Babies are for sale in Nigeria for $4 000-5 000: Exposes Nigeria's baby farmers (Full Video)
The third season of Al Jazeera’s award-winning Africa Investigates series continued last night with Nigeria’s Baby Farmers, where journalists Anas Aremeyaw Anas and Rosemary Nwaebuni went undercover to buy a baby in Nigeria.
UNESCO first reported on cases of ‘baby harvesting’ in Nigeria in 2006. “Here, childless marriages are sometimes seen as shameful, or even troubled by witchcraft,” says Anas. “At the same time, single mothers are frowned upon and abortion is illegal. Legal adoption takes a long time, so some couples try a short cut. And some unscrupulous people match the unwanted babies with childless couples for money, against the law.”

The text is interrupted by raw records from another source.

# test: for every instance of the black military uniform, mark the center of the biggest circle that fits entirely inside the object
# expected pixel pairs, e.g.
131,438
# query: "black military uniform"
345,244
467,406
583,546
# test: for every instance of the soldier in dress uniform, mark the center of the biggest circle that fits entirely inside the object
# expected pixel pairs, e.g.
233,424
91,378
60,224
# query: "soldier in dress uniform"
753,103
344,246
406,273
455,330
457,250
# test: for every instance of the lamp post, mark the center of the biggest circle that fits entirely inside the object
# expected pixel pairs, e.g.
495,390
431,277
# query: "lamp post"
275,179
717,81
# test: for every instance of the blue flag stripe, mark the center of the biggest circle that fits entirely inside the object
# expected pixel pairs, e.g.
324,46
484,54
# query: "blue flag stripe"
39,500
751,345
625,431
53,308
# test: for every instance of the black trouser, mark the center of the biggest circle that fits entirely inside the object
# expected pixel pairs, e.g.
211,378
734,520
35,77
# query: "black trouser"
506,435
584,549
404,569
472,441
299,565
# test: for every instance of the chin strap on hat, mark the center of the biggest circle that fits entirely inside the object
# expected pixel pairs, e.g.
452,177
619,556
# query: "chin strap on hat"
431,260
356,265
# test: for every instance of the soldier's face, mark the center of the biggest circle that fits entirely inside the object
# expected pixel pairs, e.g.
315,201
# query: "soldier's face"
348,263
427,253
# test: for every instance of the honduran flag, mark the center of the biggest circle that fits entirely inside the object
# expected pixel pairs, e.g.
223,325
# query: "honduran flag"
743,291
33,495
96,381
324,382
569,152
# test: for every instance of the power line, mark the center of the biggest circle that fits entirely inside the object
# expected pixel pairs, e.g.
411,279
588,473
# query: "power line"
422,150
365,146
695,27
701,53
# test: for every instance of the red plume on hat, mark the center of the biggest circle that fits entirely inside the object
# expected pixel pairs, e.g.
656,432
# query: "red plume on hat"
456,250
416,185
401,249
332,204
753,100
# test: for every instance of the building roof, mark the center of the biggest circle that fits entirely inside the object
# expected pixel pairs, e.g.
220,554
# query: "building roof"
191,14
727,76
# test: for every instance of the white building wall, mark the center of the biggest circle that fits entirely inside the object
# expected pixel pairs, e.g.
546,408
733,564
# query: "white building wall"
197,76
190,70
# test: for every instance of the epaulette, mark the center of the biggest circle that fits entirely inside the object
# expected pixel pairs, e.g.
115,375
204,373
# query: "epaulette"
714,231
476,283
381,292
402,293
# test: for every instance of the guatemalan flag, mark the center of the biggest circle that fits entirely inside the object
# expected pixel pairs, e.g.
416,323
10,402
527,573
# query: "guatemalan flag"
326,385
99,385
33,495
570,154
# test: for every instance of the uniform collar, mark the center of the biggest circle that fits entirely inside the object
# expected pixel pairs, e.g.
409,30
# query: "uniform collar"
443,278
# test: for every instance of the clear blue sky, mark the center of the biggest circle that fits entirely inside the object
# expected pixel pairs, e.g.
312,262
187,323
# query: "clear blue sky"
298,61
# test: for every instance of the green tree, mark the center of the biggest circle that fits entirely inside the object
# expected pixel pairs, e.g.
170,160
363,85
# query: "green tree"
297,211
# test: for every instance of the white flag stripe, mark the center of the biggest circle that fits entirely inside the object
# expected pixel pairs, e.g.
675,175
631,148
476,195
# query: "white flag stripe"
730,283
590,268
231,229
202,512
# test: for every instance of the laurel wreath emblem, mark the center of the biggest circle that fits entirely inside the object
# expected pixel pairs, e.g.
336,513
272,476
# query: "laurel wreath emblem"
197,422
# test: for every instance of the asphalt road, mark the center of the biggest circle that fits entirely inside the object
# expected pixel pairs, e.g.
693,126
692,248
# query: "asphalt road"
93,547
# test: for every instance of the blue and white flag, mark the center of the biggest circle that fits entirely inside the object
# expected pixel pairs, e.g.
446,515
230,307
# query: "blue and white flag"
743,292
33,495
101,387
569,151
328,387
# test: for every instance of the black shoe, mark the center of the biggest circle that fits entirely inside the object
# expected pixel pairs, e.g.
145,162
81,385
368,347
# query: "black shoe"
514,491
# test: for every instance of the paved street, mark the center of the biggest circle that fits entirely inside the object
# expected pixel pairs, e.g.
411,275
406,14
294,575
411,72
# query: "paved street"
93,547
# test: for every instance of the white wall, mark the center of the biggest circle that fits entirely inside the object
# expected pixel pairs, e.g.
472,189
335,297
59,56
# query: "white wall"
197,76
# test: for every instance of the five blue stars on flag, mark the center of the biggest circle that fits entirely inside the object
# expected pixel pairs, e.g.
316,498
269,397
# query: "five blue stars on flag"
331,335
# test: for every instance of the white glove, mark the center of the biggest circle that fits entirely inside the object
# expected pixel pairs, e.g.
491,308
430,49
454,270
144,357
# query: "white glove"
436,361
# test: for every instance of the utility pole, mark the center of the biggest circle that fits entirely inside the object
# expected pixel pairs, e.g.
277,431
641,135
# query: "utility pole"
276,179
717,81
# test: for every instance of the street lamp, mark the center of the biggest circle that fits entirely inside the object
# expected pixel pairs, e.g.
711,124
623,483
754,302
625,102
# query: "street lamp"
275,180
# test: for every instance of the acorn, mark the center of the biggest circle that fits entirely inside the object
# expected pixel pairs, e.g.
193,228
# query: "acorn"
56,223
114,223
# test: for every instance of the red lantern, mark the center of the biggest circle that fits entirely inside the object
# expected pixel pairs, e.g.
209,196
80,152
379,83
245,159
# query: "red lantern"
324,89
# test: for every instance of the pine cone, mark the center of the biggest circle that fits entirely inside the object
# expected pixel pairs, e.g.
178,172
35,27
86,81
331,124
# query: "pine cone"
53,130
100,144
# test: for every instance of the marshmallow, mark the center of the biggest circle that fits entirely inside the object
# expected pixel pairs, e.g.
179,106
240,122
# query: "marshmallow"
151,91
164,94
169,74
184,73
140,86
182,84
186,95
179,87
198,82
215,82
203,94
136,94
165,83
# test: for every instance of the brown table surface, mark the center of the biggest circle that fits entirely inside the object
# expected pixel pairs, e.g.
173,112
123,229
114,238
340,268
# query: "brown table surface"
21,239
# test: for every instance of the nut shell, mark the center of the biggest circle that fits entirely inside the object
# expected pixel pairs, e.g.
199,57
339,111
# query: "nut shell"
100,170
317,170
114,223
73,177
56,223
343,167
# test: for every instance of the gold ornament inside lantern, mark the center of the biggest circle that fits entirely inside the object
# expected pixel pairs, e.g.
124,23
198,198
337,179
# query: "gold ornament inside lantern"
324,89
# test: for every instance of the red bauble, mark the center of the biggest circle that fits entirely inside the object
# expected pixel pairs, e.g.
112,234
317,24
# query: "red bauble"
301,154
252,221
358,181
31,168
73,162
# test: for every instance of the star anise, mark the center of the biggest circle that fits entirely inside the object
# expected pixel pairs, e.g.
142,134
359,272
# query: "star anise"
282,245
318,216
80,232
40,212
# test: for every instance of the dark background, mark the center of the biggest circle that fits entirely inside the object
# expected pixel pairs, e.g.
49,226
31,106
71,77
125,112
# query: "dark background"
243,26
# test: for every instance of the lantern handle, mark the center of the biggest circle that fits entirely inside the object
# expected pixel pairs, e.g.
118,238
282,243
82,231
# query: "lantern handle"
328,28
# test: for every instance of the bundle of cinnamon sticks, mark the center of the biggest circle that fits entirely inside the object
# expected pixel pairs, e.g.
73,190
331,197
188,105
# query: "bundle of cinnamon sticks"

Anas and Nwaebuni pose as a couple who have been unable to have a child in 12 years of marriage, and who are now being pressured to divorce by his parents.
Equipped with a secret camera, they visit private clinics and orphanages to find out how easy it is to buy a child illegally, with no questions asked.
They are offered a baby at Destiny’s Child orphanage in Ulakwo by Ada Ezeoyi, for $4 000 for a girl or $5000 for a male child.
They are also offered a baby by Basic Clinic and Maternity Home in Imo State, owned by Doctor Ohaeri. They are asked for a similar figure.
They also expose unethical medical practise by Akinbode Damilola, a so-called miracle doctor who operates from a pharmacy in Delta State offering bogus fertility treatments.